Fully 62 percent of respondents approve of Obama’s plan to send 17,000 new troops to Afghanistan, twice the number as those who oppose the idea, according to the Quinnipiac University survey. The move is backed by wide margins by Republican and independent voters, and by more voters who backed Sen. John McCain (R-Ariz.) than who backed Obama.
{mosads}The administration is still conducting a comprehensive review of Afghanistan policy. But Secretary of State Hillary Rodham Clinton, meeting with NATO allies in Brussels, Belgium, called for a special international conference among foreign ministers to help sort out goals for Afghanistan.
Clinton told NATO allies the meeting, possibly to be held March 31 in Brussels, would be led by the United Nation’s special representative for Afghanistan and could be opened by U.N. Secretary General Ban Ki-moon.
Along with representatives from NATO nations, Clinton said Afghanistan and Pakistan would be invited, as well as strategic neighbors and partners in the region.
The poll comes a week after Obama announced his plans to increase American troop presence in Afghanistan amid deepening security concerns and resurgent Taliban and al Qaeda-affiliated insurrections.
The first wave of 12,000 troops will consist of 8,000 Marines from Camp Lejeune, N.C., and 4,000 troops leaving from Fort Lewis, in Washington State.
Americans are more narrowly divided on whether Obama should grant requests from some military commanders that he bolster the number of new troops headed for the region to 30,000, adding an additional 13,000 to the number already set to be deployed. Just 47 percent say Obama should send the extra troops, while 43 percent disagree.
In all, Americans back Obama’s handling of foreign policy by a wide margin, with 56 percent approving of the job the new president is doing and 21 percent disapproving. Only Republican voters have a net-negative view of Obama’s approach.

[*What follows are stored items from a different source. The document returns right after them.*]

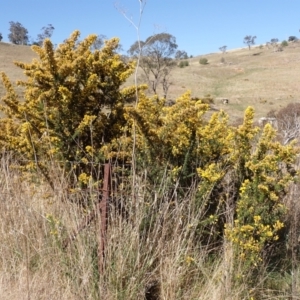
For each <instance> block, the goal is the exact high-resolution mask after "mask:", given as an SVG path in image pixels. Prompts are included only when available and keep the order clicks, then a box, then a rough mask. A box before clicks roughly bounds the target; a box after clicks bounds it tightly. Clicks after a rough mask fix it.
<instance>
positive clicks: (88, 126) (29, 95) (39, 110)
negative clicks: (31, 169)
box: [0, 31, 135, 183]
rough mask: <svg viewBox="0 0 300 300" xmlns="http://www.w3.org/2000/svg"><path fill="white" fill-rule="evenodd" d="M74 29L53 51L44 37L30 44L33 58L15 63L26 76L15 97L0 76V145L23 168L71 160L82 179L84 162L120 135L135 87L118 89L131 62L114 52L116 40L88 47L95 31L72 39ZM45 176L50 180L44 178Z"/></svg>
mask: <svg viewBox="0 0 300 300" xmlns="http://www.w3.org/2000/svg"><path fill="white" fill-rule="evenodd" d="M78 38H79V32H78V31H75V32H74V33H73V34H72V35H71V37H70V38H69V39H67V40H66V41H65V42H64V43H63V44H60V45H59V47H58V48H57V49H55V50H54V46H53V44H52V43H51V41H50V40H49V39H46V40H45V42H44V45H43V47H39V46H32V49H33V50H34V51H35V52H36V53H37V55H38V57H39V58H38V59H35V60H33V62H32V63H29V64H25V63H22V62H17V63H16V65H17V66H18V67H20V68H21V69H23V70H24V73H25V75H26V76H27V80H25V81H18V82H17V84H18V85H19V86H22V87H23V88H24V96H23V97H19V96H18V95H17V93H16V92H15V91H14V89H13V87H12V84H11V83H10V81H9V79H8V78H7V76H6V75H5V74H4V73H2V80H3V83H4V85H5V87H6V90H7V94H6V96H5V97H4V98H3V99H2V101H3V102H4V105H2V106H1V110H2V112H3V113H4V115H5V116H4V117H3V118H1V120H0V128H1V136H0V145H1V147H4V148H5V149H6V150H11V151H13V152H14V153H15V154H16V156H17V157H19V158H22V159H23V160H28V161H35V163H32V162H30V163H28V164H26V165H25V167H26V168H29V169H30V168H35V167H36V166H38V168H39V169H41V170H43V172H44V174H45V175H46V176H47V170H46V168H45V166H44V165H43V163H42V161H43V160H50V159H54V160H61V161H63V162H64V163H67V162H74V161H75V162H77V165H76V167H77V168H78V172H77V173H78V176H80V175H81V177H79V178H81V179H82V180H83V182H84V183H87V182H88V180H89V178H90V177H89V176H90V175H91V174H90V173H91V171H90V169H91V167H90V165H89V164H90V163H97V162H103V161H104V160H105V157H104V156H103V154H102V150H101V149H102V147H103V146H104V145H106V143H109V142H110V141H111V140H112V139H113V138H117V137H118V136H119V134H120V133H121V128H122V126H124V124H125V119H124V106H125V104H126V103H127V102H130V101H131V100H132V96H133V95H134V94H135V88H125V89H121V88H120V87H121V85H122V84H123V83H124V82H125V80H126V79H127V78H128V77H129V76H130V75H131V74H132V72H133V69H134V64H133V63H132V62H128V63H125V62H123V61H122V59H121V57H120V55H119V54H117V53H116V49H117V47H118V39H112V40H110V41H107V42H106V44H105V45H104V47H103V48H102V49H101V50H95V51H93V52H92V51H91V46H92V45H93V43H94V41H95V40H96V38H97V36H96V35H91V36H89V37H87V38H86V39H84V40H83V41H81V42H78ZM49 180H50V178H49Z"/></svg>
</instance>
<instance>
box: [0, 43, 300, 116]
mask: <svg viewBox="0 0 300 300" xmlns="http://www.w3.org/2000/svg"><path fill="white" fill-rule="evenodd" d="M299 49H300V43H290V44H289V46H287V47H284V51H282V52H273V51H272V50H269V49H267V48H266V47H265V46H264V47H263V48H262V49H260V48H259V47H253V48H252V49H251V50H250V51H249V50H248V48H241V49H237V50H231V51H228V52H227V53H226V54H222V53H211V54H207V55H203V57H206V58H207V59H208V62H209V64H207V65H200V64H199V58H200V57H194V58H190V59H189V66H188V67H185V68H179V67H178V68H177V67H176V68H175V69H174V71H173V73H172V77H171V81H172V85H171V87H170V90H169V95H168V98H170V99H175V98H177V97H178V96H180V95H181V94H182V93H184V92H185V91H186V90H191V92H192V95H193V96H196V97H201V96H204V95H206V94H210V95H212V96H213V97H214V98H215V99H216V106H217V107H218V108H219V109H223V110H225V111H226V112H228V113H229V114H230V115H231V116H232V118H233V119H235V118H240V117H241V116H242V114H243V111H244V110H245V108H246V107H247V106H249V105H251V106H253V107H254V108H255V110H256V118H259V117H262V116H265V115H266V114H267V113H268V112H269V111H270V110H271V109H279V108H281V107H284V106H286V105H287V104H288V103H290V102H297V101H300V87H299V82H298V81H299V80H298V76H299V75H298V74H299V72H300V64H299V61H300V54H299ZM34 57H35V53H34V52H32V51H31V49H30V47H28V46H16V45H11V44H7V43H1V42H0V71H4V72H5V73H6V74H7V75H8V76H9V78H11V80H12V81H15V80H17V79H20V78H21V77H22V76H23V74H22V71H21V70H20V69H19V68H17V67H15V66H14V64H13V61H14V60H17V61H24V62H30V61H31V60H32V59H33V58H34ZM222 57H224V59H225V63H221V58H222ZM127 84H134V78H133V77H132V78H130V79H129V80H128V83H127ZM160 93H161V94H162V91H160ZM3 94H4V89H3V86H2V84H0V96H3ZM218 98H228V99H229V100H230V103H229V105H222V104H221V103H220V101H218Z"/></svg>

And while the war in Iraq remains unpopular — just 36 percent say going to war in Iraq was the right thing to do, while 60 percent say it was the wrong thing — Americans still think invading Afghanistan was the correct course of action. Nearly three in five voters say going into Afghanistan was the right thing for the U.S., while 36 percent — —including a majority of self-identified Democrats — say it was wrong.
During the 2008 presidential campaign, Obama promised to end the war in Iraq in little more than a year.
“If Obama’s support erodes, it seems more likely to come from those who are generally in his corner,” said Peter A. Brown, assistant director of the Quinnipiac poll. “If the war in Afghanistan does not progress well, the president could face opposition from within his own core constituency.”
The Quinnipiac University poll surveeyd 2,573 registered voters between Feb. 25 and March 2. The margin of error was plus or minus 1.9 percent.